Page:Revue des Deux Mondes - 1875 - tome 12.djvu/945

Le texte de cette page a été corrigé et est conforme au fac-similé.

De la profondeur immense de cette passion, de sa personnalité jalouse et féroce, la pauvre et charmante créature ne se doute pas, et la voilà qui dans la légèreté, l’inconscience de son être tout féminin, se remet à jaser, à minauder d’une allure dégagée avec les jeunes gens. Et quand Iago l’accuse d’aimer Cassio, le poète nous laisse entrevoir ce qu’un tel soupçon pourrait bien contenir de vérité. Elle aime, j’en conviens, sans songer à mal, mais ce que j’aperçois m’effraie pour l’avenir d’une femme que sa mollesse, les convenances et l’absence de tempérament protègent seules.

Là se trouve le point douloureux du drame, l’idée tragique de Shakspeare qu’en ces deux lignes je dégage : malheur et perdition à celui-là qui met toute sa vie dans l’amour d’une femme, car la femme, être essentiellement réfractaire au sérieux d’une passion sans bornes, n’y répondra jamais, — même honnête et vertueuse, — qu’insuffisamment et de manière à déchirer le cœur du malheureux. Dans les deux derniers actes, cette déplorable inconséquence de l’héroïne aggrave encore la situation ; avertie par les mauvais traitemens d’Othello, chez qui le tigre se démasque, Desdemona commence enfin à comprendre sa faute, une parole d’Émilia lui découvre l’abîme où, tout, en badinant, elle s’achemine ; l’épouvante alors la saisit :

Réponds, Émilia, mais surtout sois sincère. —
Peut-il donc exister des femmes sur la terre
Qui trompent leurs maris, et si grossièrement ?

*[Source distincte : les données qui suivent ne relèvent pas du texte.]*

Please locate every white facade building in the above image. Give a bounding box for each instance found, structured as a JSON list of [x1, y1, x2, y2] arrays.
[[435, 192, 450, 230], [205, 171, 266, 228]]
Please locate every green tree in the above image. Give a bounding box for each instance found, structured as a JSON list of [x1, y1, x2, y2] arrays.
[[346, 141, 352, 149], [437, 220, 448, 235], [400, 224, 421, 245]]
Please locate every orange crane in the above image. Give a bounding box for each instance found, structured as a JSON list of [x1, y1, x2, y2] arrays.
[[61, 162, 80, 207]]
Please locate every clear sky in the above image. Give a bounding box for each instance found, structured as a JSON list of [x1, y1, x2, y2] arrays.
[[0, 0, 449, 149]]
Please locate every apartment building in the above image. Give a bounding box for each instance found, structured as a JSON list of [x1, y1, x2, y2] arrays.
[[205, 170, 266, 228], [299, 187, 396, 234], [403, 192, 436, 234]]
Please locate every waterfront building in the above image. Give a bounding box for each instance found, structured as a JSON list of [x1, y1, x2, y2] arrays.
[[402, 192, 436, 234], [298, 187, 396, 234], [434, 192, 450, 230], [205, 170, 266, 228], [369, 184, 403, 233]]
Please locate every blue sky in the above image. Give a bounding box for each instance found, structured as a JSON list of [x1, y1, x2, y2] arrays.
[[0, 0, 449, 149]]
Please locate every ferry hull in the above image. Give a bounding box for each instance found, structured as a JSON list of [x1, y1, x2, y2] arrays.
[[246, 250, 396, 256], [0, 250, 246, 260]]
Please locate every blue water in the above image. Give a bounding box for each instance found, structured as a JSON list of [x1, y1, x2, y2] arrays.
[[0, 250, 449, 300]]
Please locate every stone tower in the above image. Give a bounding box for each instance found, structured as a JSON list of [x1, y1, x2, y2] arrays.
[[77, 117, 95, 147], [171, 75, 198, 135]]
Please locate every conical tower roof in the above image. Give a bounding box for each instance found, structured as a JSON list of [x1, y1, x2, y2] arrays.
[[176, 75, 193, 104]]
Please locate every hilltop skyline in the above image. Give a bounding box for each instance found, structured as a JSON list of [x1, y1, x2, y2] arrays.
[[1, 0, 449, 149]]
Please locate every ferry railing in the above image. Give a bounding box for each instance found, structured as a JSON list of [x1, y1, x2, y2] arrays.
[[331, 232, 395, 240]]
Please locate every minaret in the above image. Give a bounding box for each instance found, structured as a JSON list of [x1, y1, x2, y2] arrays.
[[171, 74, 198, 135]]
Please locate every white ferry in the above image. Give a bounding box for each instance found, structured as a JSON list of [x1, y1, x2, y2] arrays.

Examen de conscience in extremis, vain retour qui ne sauvera point la vie à l’épouse du More, mais qui du moins servira d’argument aux âmes compatissantes en faveur de la belle et charmante victime, coupable à maints degrés sans doute, mais assurément innocente de fait. Elle est par excellence l’être féminin frivole et fragile, comme Othello nous représente l’homme naturel, inculte, que la passion aveugle et déborde.

Ces rôles de Shakspeare ont des profondeurs à déconcerter les plus habiles. Les tenir par tous les côtés est l’affaire d’une vie d’artiste, et souvent les meilleurs y renoncent, se contentant d’étudier, de rendre certaines parties du grand ensemble plus en harmonie avec leurs propres facultés. Ainsi, d’après ce que j’entends dire, Kean lui-même jouait un Othello, il ne jouait pas Othello. Lisez l’intéressant essai sur l’art dramatique de M. G. Lewes[1]. Vous y verrez que sa figuration laissait d’ans l’ombre une foule de traits caractéristiques, pour n’insister que sur la jalousie barbare et la férocité du personnage. Il le jouait en nègre, les cheveux crépus, une tunique de laine blanche nouée à la taille par une écharpe de couleur où pendait son poignard, les jambes nues et

  1. On Actors and the Art of acting, by George Henry Lewes. London, Smith-Elder, 1875.